SemanticPay · HomayoonAlimohammadi · Nov 25, 2025 · Nov 28, 2025
diff --git a/Makefile b/Makefile
@@ -22,6 +22,11 @@ frontend:
 	@echo "Starting Vite frontend on http://localhost:5173"
 	cd agent/frontend && npm run dev
 
+.PHONY: dashboard
+dashboard:
+	@echo "Starting dashboard..."
+	cd dashboard-ui && npm run dev
+
 all:
 	@echo "Starting both backend and frontend..."
 	@make -j2 backend frontend

diff --git a/README.md b/README.md
@@ -174,6 +174,40 @@ asyncio.run(test_agent())
 - **Flask** - Frontend web interface
 - **Google Cloud Vision API** - Document photo classification
 - **Google Maps API** - Location geocoding for clinic search
+- **OpenTelemetry** - Distributed tracing and metrics instrumentation
+- **Prometheus** - Metrics collection and storage
+- **React Dashboard** - Real-time metrics visualization
+
+## Observability & Metrics
+
+The platform includes comprehensive observability features:
+
+### Metrics Collection
+- **Total Cost**: Track LLM usage costs in real-time
+- **Token Usage**: Monitor input/output tokens across all agents
+- **Tool Calls**: Count and analyze tool invocations
+- **Execution Duration**: Measure agent response times
+
+### Quick Start
+```bash
+# Start all services (Prometheus, Backend, Dashboard)
+./start.sh
+
+# Stop all services
+./stop.sh
+```
+
+### Metrics Endpoints
+- `http://localhost:8000/metrics` - Prometheus metrics endpoint
+- `http://localhost:8000/api/metrics/summary` - Aggregated metrics API
+- `http://localhost:8000/api/metrics/by-agent` - Per-agent breakdown
+- `http://localhost:8000/api/metrics/time-series` - Historical data
+
+### Dashboard Access
+- **Live Metrics Dashboard**: `http://localhost:5173` (see "Live Metrics" tab)
+- **Prometheus UI**: `http://localhost:9090`
+
+For detailed setup instructions, see [METRICS_SETUP.md](./METRICS_SETUP.md)
 
 ## Testing
 

diff --git a/agent/backend/agents/orchestrator/agent.py b/agent/backend/agents/orchestrator/agent.py
@@ -3,18 +3,27 @@
 import json
 import logging
 import sys
+import time
 from dotenv import load_dotenv
 from google.adk.agents import Agent
 from google.adk.artifacts.in_memory_artifact_service import InMemoryArtifactService
 from google.adk.runners import Runner
 from google.adk.sessions import InMemorySessionService
 from google.genai import types
+from opentelemetry import trace
 
 
 from agent.backend.agents.drivers_license.agent import drivers_license_agent
 from agent.backend.agents.scheduler.agent import scheduler_agent
 from agent.backend.agents.orchestrator.prompt import PROMPT
 from agent.backend.types.types import AgentCallRequest, AgentCallResponse, FunctionPayload
+from agent.backend.telemetry import (
+    total_cost_counter,
+    total_tokens_counter,
+    tool_calls_counter,
+    execution_duration_histogram,
+    tracer
+)
 
 # Configure logging to stdout
 logging.basicConfig(
@@ -61,14 +70,27 @@
 user_id_to_session_id = {}
 
 
+@tracer.start_as_current_span("call_agent")
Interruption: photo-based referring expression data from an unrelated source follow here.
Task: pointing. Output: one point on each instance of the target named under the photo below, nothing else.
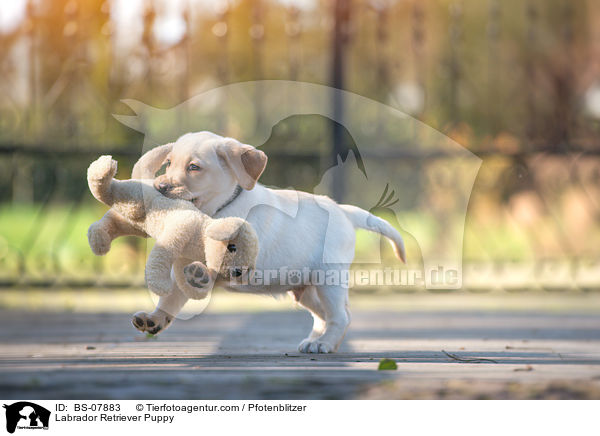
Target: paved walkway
(252, 355)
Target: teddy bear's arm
(147, 165)
(109, 227)
(158, 269)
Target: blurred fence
(517, 83)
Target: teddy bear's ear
(246, 162)
(224, 229)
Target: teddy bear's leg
(194, 279)
(158, 268)
(167, 309)
(109, 227)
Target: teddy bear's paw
(99, 240)
(152, 323)
(103, 167)
(197, 275)
(315, 347)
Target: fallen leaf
(387, 364)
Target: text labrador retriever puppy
(297, 231)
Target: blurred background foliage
(517, 82)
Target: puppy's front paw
(315, 347)
(152, 323)
(198, 277)
(99, 240)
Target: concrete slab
(65, 355)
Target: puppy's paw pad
(151, 323)
(196, 274)
(315, 347)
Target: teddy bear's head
(233, 241)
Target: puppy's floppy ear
(246, 162)
(224, 229)
(147, 165)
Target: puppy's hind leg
(334, 304)
(167, 309)
(309, 299)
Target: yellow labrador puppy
(306, 241)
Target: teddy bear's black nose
(163, 187)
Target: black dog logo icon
(29, 415)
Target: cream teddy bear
(198, 247)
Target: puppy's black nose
(163, 187)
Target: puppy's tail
(362, 219)
(100, 177)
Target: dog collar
(236, 193)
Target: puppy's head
(203, 166)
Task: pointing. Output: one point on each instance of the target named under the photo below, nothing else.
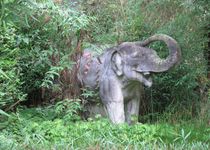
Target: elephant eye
(135, 54)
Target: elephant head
(135, 61)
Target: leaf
(4, 113)
(4, 74)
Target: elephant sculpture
(120, 72)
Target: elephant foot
(115, 111)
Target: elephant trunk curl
(162, 65)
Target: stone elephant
(120, 72)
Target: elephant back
(89, 70)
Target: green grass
(38, 128)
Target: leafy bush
(37, 129)
(10, 83)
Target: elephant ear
(116, 63)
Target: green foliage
(176, 92)
(36, 42)
(10, 83)
(37, 129)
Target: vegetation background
(40, 100)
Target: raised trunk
(174, 52)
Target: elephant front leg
(132, 110)
(112, 98)
(115, 112)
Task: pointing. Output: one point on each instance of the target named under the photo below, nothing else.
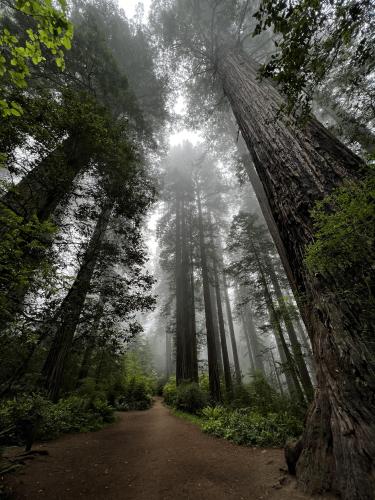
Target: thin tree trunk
(70, 310)
(237, 368)
(85, 364)
(179, 297)
(258, 358)
(277, 374)
(248, 345)
(39, 193)
(215, 320)
(213, 368)
(192, 306)
(223, 340)
(296, 348)
(297, 167)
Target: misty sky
(129, 6)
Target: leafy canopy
(316, 36)
(49, 29)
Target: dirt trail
(152, 455)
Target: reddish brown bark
(297, 167)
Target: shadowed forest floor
(153, 455)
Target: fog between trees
(225, 252)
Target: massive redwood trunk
(297, 167)
(39, 193)
(70, 311)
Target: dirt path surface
(152, 455)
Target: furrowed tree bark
(213, 368)
(297, 167)
(70, 310)
(39, 193)
(41, 190)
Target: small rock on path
(153, 455)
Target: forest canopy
(187, 210)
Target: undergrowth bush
(187, 396)
(34, 413)
(247, 427)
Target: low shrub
(30, 417)
(250, 428)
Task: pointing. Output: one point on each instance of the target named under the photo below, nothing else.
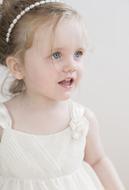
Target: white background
(105, 85)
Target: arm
(96, 157)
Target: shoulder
(89, 115)
(5, 120)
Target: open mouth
(67, 83)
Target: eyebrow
(64, 49)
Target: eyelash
(80, 52)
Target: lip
(68, 78)
(67, 87)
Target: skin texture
(44, 98)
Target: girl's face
(50, 61)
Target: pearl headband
(27, 9)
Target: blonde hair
(21, 37)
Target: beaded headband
(27, 9)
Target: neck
(39, 102)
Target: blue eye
(56, 55)
(78, 54)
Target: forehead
(67, 33)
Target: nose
(70, 66)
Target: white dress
(46, 162)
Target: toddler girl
(47, 140)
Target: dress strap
(79, 122)
(5, 120)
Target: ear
(15, 67)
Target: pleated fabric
(46, 162)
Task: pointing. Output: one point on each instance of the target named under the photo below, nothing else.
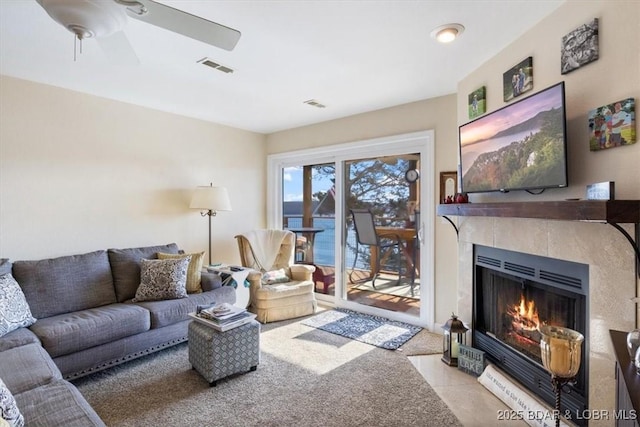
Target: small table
(310, 234)
(216, 355)
(243, 294)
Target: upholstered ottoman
(217, 355)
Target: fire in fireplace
(514, 294)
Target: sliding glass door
(313, 193)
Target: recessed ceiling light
(447, 33)
(314, 103)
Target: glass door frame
(417, 142)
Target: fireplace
(513, 294)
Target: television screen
(520, 147)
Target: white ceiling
(353, 56)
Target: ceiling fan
(102, 18)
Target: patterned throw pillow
(14, 310)
(275, 276)
(194, 273)
(162, 279)
(9, 411)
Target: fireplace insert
(513, 294)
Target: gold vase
(561, 349)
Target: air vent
(522, 269)
(488, 261)
(314, 103)
(572, 282)
(209, 63)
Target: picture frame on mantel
(448, 184)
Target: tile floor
(473, 404)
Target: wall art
(612, 125)
(518, 79)
(477, 102)
(579, 47)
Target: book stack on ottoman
(217, 350)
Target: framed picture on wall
(477, 102)
(612, 125)
(448, 185)
(518, 79)
(580, 47)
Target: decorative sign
(601, 191)
(471, 360)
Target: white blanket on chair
(265, 245)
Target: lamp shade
(210, 198)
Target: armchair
(270, 251)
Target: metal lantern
(455, 334)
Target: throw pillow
(194, 272)
(14, 309)
(162, 279)
(9, 411)
(275, 276)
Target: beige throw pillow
(194, 271)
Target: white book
(225, 326)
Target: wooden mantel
(611, 211)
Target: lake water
(324, 247)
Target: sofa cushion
(125, 266)
(26, 367)
(162, 279)
(72, 332)
(5, 266)
(164, 313)
(194, 273)
(66, 284)
(210, 281)
(9, 411)
(14, 310)
(22, 336)
(58, 403)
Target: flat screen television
(522, 146)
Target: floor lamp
(211, 199)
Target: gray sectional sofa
(87, 321)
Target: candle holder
(560, 350)
(454, 335)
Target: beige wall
(437, 114)
(614, 76)
(80, 173)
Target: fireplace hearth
(513, 294)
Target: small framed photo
(579, 47)
(448, 185)
(477, 102)
(612, 125)
(518, 79)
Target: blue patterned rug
(374, 330)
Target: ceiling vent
(314, 103)
(209, 63)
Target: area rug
(374, 330)
(306, 377)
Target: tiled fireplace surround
(612, 280)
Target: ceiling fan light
(447, 33)
(86, 18)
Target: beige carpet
(306, 377)
(423, 343)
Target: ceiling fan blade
(118, 50)
(184, 23)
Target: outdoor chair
(279, 288)
(366, 235)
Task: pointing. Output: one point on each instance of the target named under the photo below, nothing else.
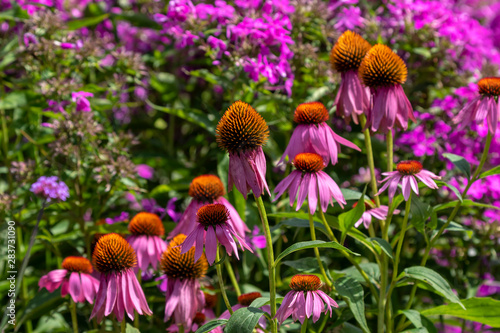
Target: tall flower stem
(270, 260)
(221, 280)
(74, 320)
(397, 259)
(316, 252)
(433, 240)
(230, 272)
(332, 237)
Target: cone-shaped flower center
(206, 188)
(247, 299)
(199, 318)
(381, 67)
(241, 128)
(409, 167)
(311, 113)
(146, 224)
(113, 253)
(212, 215)
(489, 86)
(182, 266)
(305, 283)
(308, 162)
(77, 264)
(348, 52)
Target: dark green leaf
(433, 279)
(460, 162)
(311, 245)
(211, 325)
(353, 292)
(243, 320)
(483, 310)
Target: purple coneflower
(383, 71)
(184, 297)
(305, 300)
(308, 181)
(146, 230)
(79, 284)
(380, 213)
(242, 131)
(207, 189)
(483, 106)
(406, 171)
(119, 291)
(353, 99)
(313, 135)
(213, 227)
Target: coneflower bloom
(147, 229)
(383, 71)
(380, 213)
(74, 278)
(308, 180)
(184, 297)
(305, 300)
(241, 132)
(119, 291)
(407, 172)
(483, 106)
(313, 135)
(213, 227)
(244, 300)
(352, 98)
(207, 189)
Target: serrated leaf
(244, 320)
(211, 325)
(460, 162)
(484, 310)
(433, 279)
(311, 245)
(353, 292)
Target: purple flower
(406, 173)
(82, 103)
(313, 135)
(144, 171)
(308, 181)
(305, 300)
(213, 228)
(50, 188)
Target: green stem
(270, 261)
(397, 259)
(332, 237)
(230, 272)
(221, 281)
(316, 252)
(74, 319)
(371, 162)
(433, 240)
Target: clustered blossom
(50, 188)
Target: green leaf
(86, 22)
(433, 279)
(384, 245)
(484, 310)
(211, 325)
(420, 212)
(348, 219)
(243, 320)
(311, 245)
(460, 162)
(353, 292)
(491, 172)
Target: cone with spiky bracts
(383, 71)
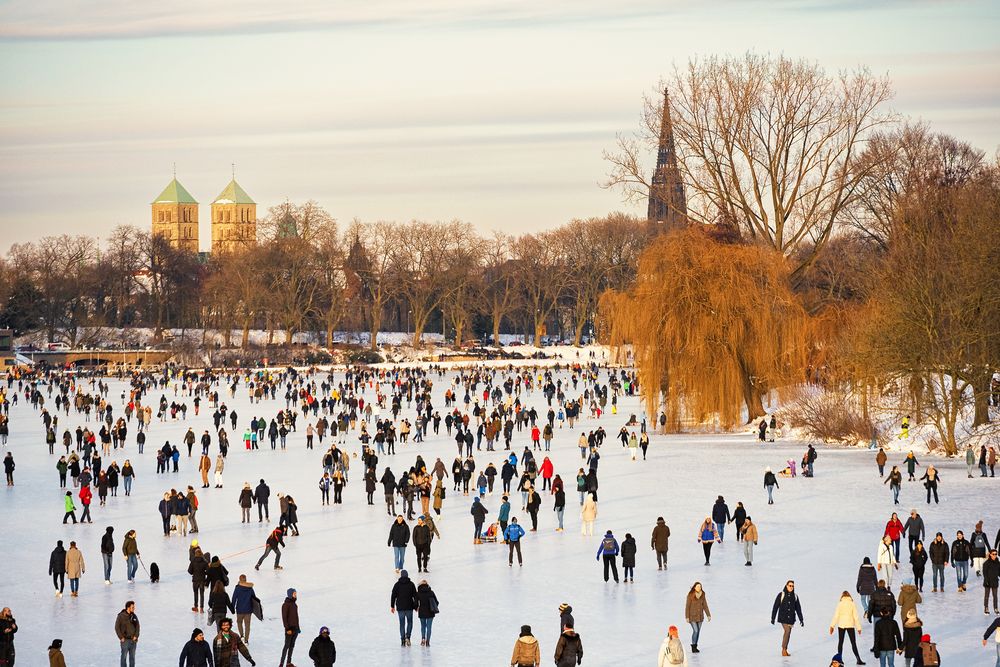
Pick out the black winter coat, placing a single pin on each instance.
(57, 561)
(991, 573)
(919, 561)
(720, 513)
(404, 595)
(939, 552)
(323, 652)
(628, 550)
(399, 534)
(882, 599)
(911, 640)
(867, 580)
(569, 650)
(426, 599)
(421, 535)
(196, 654)
(479, 512)
(961, 550)
(886, 635)
(216, 572)
(786, 608)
 async def call_agent(req: AgentCallRequest) -> AgentCallResponse:
     """Executes one turn of the agent with a query and full chat context."""
     logger.info("="*60)
     logger.info("call_agent function invoked")
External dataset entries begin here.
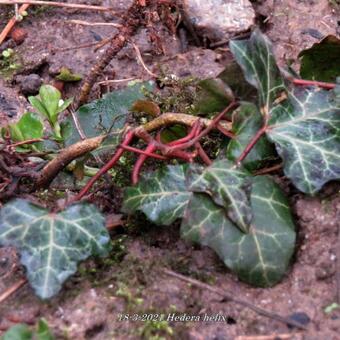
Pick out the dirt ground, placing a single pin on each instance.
(130, 281)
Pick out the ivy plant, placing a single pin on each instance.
(222, 202)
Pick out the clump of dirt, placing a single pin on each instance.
(95, 302)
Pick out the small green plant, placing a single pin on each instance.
(224, 203)
(49, 104)
(23, 332)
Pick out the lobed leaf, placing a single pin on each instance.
(228, 186)
(306, 132)
(51, 244)
(256, 58)
(105, 115)
(247, 120)
(259, 257)
(161, 195)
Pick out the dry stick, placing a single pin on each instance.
(117, 43)
(139, 57)
(11, 290)
(11, 24)
(55, 4)
(128, 138)
(231, 297)
(86, 23)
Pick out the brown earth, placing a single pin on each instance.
(130, 281)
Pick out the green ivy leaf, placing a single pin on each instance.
(228, 186)
(321, 61)
(256, 58)
(306, 132)
(51, 244)
(105, 115)
(246, 121)
(161, 195)
(259, 257)
(18, 332)
(28, 127)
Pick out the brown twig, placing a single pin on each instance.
(11, 23)
(86, 23)
(140, 59)
(231, 297)
(131, 22)
(56, 4)
(11, 290)
(66, 156)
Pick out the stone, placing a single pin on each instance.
(220, 19)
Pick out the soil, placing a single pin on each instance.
(130, 281)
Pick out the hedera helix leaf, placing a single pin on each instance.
(105, 115)
(51, 244)
(259, 257)
(256, 58)
(306, 132)
(161, 195)
(228, 186)
(247, 120)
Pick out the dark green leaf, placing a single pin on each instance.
(39, 106)
(247, 120)
(213, 96)
(228, 186)
(260, 257)
(306, 132)
(50, 97)
(105, 115)
(51, 244)
(321, 61)
(256, 58)
(43, 331)
(161, 195)
(28, 127)
(67, 76)
(18, 332)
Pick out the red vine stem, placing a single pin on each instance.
(153, 155)
(212, 125)
(322, 84)
(128, 138)
(140, 161)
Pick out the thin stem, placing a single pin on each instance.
(140, 161)
(211, 126)
(322, 84)
(251, 144)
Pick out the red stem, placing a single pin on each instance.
(140, 161)
(205, 158)
(213, 123)
(127, 140)
(322, 84)
(251, 144)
     logger.info(f"Question: {req.question}")
     logger.info(f"Session ID: {req.session_id}")
 
+    start_time = time.time()
+    labels = {
+        "agent_id": ORCHESTRATOR_AGENT.name,
+        "model": ORCHESTRATOR_AGENT.model,
+        "customer_id": req.session_id or "unknown"
+    }
+
     try:
+        span = trace.get_current_span()
+        if span.is_recording():
+            span.set_attribute("question", req.question)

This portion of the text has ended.